Luc Papineau  |  LeDevoir

 

Depuis les 25 ans que j’enseigne, j’en ai vu des réformes et des innovations dans le merveilleux monde scolaire québécois : le Renouveau pédagogique, les tableaux blancs interactifs, le Lab-école… Mais il en existe une que j’espère vivre d’ici ma retraite : celle où un ministre de l’Éducation comprendra que, si l’on veut que les élèves écrivent et parlent mieux, ils doivent avoir avec eux et en tout temps une grammaire française imprimée ou un équivalent numérique.

En arts, en éducation physique, en sciences, on s’assure que tous les jeunes ont le matériel dont ils auront besoin. Mais en français, il semble trop difficile ou coûteux de leur donner les outils nécessaires à leur réussite, déplore l’auteur.

Actuellement, par rapport à cette question, la situation est désolante. Dans bien des écoles publiques, au secondaire, on retrouve souvent à peine une dizaine de grammaires par classe de français. Impossible d’en avoir une pour chaque élève. Impossible pour lui de l’apporter à la maison. Quand un jeune veut en consulter une lors d’un examen, il doit attendre son tour et l’emprunter à un voisin de pupitre.

Comment veut-on qu’un élève utilise fréquemment cet outil dans de telles conditions ? Qui plus est, comment veut-on qu’il connaisse correctement sa grammaire si on ne lui en fournit pas une en permanence et s’il ne peut pas l’avoir avec lui pour ses travaux et ses devoirs ?

La Loi sur l’instruction publique interdit que les écoles publiques obligent les parents à acheter une grammaire pour leur enfant. Par contre, ces mêmes parents peuvent être légalement contraints de payer un uniforme s’ils veulent respecter les demandes de l’école où est inscrite leur progéniture. Ils devront même débourser des centaines de dollars chaque année pour les envoyer dans des programmes particuliers (PEI, sport-études, etc.) où il sera toutefois impossible de leur demander d’acheter une simple grammaire. Comprenne qui pourra.

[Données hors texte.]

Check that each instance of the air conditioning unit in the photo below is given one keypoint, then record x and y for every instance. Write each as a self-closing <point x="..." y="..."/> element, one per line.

En mathématiques, les écoles sont obligées de fournir aux élèves inscrits à certains cours de quatrième et de cinquième secondaire une calculatrice graphique valant plus de 100 $ pour toute l’année scolaire. En arts, en éducation physique, en sciences, on s’assure que tous les jeunes ont le matériel dont ils auront besoin. Mais en français, il semble trop difficile ou coûteux de leur donner les outils nécessaires à leur réussite.

Oui, il arrive parfois qu’à la suggestion d’un enseignant, un parent finisse par doter son enfant d’une grammaire. Il faut savoir cependant que j’ai été davantage témoin de cette situation quand on parlait de familles économiquement favorisées. Encore une fois, la réussite scolaire est à deux vitesses : ceux qui en ont les moyens et les « laissés-pour-compte ». Pourtant, n’est-ce pas l’un des mandats de l’école publique québécoise de veiller à l’égalité des chances ?

 

Une réglementation qui limite la réussite

L’achat d’une grammaire par élève est un choix budgétaire qui relève des écoles, m’a-t-on déjà dit. Or, la réalité est bien plus complexe. Devant le coût important qu’engendrerait l’idée que chaque élève ait une grammaire, certaines écoles ont fait preuve d’initiative et ont créé des ouvrages « maison », souvent un recueil de règles imprimé à faible coût. On en distribue un à chaque élève, qui peut ainsi consulter cet outil de la première à la cinquième secondaire, à la maison comme à l’école.

Mais voilà : un tel recueil n’est pas autorisé par le ministère de l’Éducation à l’examen de français écrit de cinquième secondaire. Non : il faut absolument que les élèves aient dans leurs mains une grammaire publiée par une maison d’édition. Rien d’autre. Si on comprend qu’on veuille éviter que certaines écoles fournissent à leurs élèves des outils trop « aidants » (comprenant des formules de rédaction toutes faites, par exemple), je m’explique mal pourquoi on n’autoriserait pas, après vérification, tous les recueils conçus de façon appropriée.

Qu’en coûterait-il pour vérifier ces recueils ou même en créer un valide à la grandeur d’une commission scolaire, par exemple ? Quand acceptera-t-on enfin, devant les échecs répétés de notre système d’éducation, d’avoir un peu d’imagination et de faire autrement ? Cyniquement, on peut se questionner à savoir si le ministère de l’Éducation préfère encourager les maisons d’édition ou la réussite scolaire. Pour ma part, j’en suis à me demander si je n’allais pas créer une grammaire à faible coût et la publier à titre d’auteur pour ensuite la distribuer gratuitement à tous mes élèves. Ce procédé serait parfaitement conforme avec les règles actuellement en vigueur et montrerait toute l’absurdité de la situation que nous vivons depuis des décennies.